I think Intel will make 800FSB versions of Preston (I think it's Precott, maybe thats the chipset?). Not sure if there sticking with sock478, or changing. I haven't heard any details about it.
 

DaveSimmons

Elite Member
Aug 12, 2001
40,730
670
126
PCI-X won't be better than AGP 8x (for a given chipset) for several years and there are hundreds of millions of AGP slots out there so high-end AGP cards will also be offered for several more years.

500watt is a waste of money for just 2 drives and one power-sucking graphics card. 380 - 450 of a good brand will work just fine.

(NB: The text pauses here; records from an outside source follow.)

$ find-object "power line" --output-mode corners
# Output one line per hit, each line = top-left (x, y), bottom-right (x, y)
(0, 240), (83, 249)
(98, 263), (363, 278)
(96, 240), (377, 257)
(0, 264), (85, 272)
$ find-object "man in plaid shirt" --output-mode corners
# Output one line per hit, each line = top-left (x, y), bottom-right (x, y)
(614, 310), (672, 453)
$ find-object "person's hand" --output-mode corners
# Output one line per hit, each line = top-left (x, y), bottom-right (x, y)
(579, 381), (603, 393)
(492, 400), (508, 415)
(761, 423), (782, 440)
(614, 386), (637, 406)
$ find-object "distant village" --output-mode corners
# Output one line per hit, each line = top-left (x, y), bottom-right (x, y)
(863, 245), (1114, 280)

Stay away from MSI for the 875 mobo until they clean up their act (see Toms and [ H } for their benchmark cheating and poor overclocking).
 

Oxonium

Member
May 13, 2001
170
0
0
wow, that is a nice system. As far as the graphics card, I'm assuming that you are referring to PCI Express 16x. From everything I've read, that will be implemented early next year with the Grantsdale chipset for the Prescott P4. This chipset is supposed to be the first use of PCI express and DDRII SDRAM in mainstream motherboards (Grantsdale is supposed to replace Springdale). I've also read that (don't remember where) Intel is FINALLY going to remove some legacy devices from this chipset such as floppy, serial, parallel, and PS/2 support. I haven't used any of those hookups in 4 years, so good riddance. Anyways to answer your question, I believe that there will probably be AGP support through at least 2004 , if not part or all of 2005. This should include R400/NV40. There are still some GeForce FX boards being made today that support the PCI bus, 5 years after AGP was first implemented to replace it.